A question arises whether, in view of section 69(8) of the 1996 Act, this court has power to grant permission to appeal, but it is unnecessary to answer that question, on which we did not hear oral argument, because it is clear that the judge’s decision was correct. We therefore informed the parties at the conclusion of the hearing that, even on the assumption that this court has jurisdiction to grant permission to appeal, such permission would be refused. This judgment sets out my reasons for joining in that decision.
Background
I need say very little about the parties’ underlying dispute. It arises out of a Deed of Indemnity dated 19th December 2003 (the ‘2003 Deed of Indemnity’) which was entered into between Mr Eronat, CNPC International (Chad) Ltd (‘CNPC’), Cliveden Petroleum Co Ltd (‘Cliveden’), and a third party, CITIC Energy Inc (‘CITIC’). It was governed by the laws of Hong Kong, but provided for arbitration with an English seat in accordance with the LCIA Rules.
The 2003 Deed of Indemnity was part of a transaction whereby CNPC acquired a 25% share in Cliveden from Mr Eronat, who had previously been its 100% shareholder. Later, in 2006, CNPC acquired what was then Mr Eronat’s remaining 50% stake in Cliveden, together with the 25% stake held by CITIC, with the result that it became the 100% owner of Cliveden.

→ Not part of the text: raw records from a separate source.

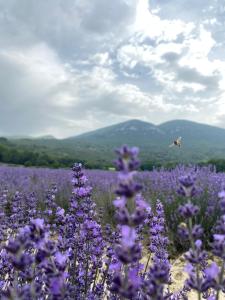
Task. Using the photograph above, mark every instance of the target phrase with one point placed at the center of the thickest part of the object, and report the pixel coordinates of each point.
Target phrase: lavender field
(84, 234)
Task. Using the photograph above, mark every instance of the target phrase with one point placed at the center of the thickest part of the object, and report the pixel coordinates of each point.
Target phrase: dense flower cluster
(62, 247)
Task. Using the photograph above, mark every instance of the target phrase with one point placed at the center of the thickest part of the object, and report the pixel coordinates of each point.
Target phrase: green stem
(220, 280)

On 3rd April 2006 Mr Eronat, CNPC and Cliveden concluded a Deed of Release, governed by English law, releasing Mr Eronat from all claims, liabilities or causes of action arising directly or indirectly from the ownership of shares in Cliveden.

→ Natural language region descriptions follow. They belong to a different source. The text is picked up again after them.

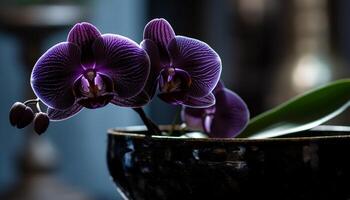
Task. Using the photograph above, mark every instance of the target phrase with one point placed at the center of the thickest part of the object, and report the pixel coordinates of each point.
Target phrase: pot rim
(339, 132)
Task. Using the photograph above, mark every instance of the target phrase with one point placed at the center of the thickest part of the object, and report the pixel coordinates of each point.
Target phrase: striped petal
(231, 115)
(161, 33)
(54, 73)
(199, 60)
(152, 81)
(124, 61)
(83, 35)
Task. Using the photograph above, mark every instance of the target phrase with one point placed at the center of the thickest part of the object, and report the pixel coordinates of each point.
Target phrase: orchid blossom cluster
(91, 70)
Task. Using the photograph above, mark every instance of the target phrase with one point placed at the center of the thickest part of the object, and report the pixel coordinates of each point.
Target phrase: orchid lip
(93, 89)
(174, 79)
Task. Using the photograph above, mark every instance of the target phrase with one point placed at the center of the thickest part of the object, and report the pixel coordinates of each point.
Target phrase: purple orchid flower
(226, 119)
(186, 70)
(89, 70)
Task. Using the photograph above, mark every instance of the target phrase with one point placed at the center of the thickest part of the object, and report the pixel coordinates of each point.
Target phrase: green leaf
(302, 112)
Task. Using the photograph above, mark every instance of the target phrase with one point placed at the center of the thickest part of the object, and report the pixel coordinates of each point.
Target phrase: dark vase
(314, 164)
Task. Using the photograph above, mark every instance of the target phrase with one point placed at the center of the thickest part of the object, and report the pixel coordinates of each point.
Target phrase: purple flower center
(207, 118)
(93, 89)
(173, 85)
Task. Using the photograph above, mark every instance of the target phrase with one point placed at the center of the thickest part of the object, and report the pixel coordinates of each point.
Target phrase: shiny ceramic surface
(316, 167)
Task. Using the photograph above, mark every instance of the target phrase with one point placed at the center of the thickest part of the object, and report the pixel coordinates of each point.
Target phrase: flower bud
(26, 117)
(41, 123)
(16, 112)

In 2018 a third party (‘Carlton’) brought a claim against CNPC and Cliveden, who sought in turn to be indemnified against that claim pursuant to the 2003 Deed of Indemnity. That gave rise to a dispute between CNPC and Cliveden on the one hand and Mr Eronat on the other whether Carlton’s claim fell within the scope of the indemnity in the 2003 Deed of Indemnity and, if it did, whether it had been released by the 2006 Deed of Release.
On 30th November 2021 CNPC and Cliveden filed a Request for Arbitration with the LCIA pursuant to the LCIA Rules 2020, claiming to recover from Mr Eronat the US $324 million which had been paid to Carlton under the terms of a settlement concluded between them and Carlton. The claim was made under the 2003 Deed of Indemnity.
The arbitrators found in favour of CNPC and Cliveden, awarding them the US $324 million which had been paid to Carlton together with interest and costs, as well as making various declarations.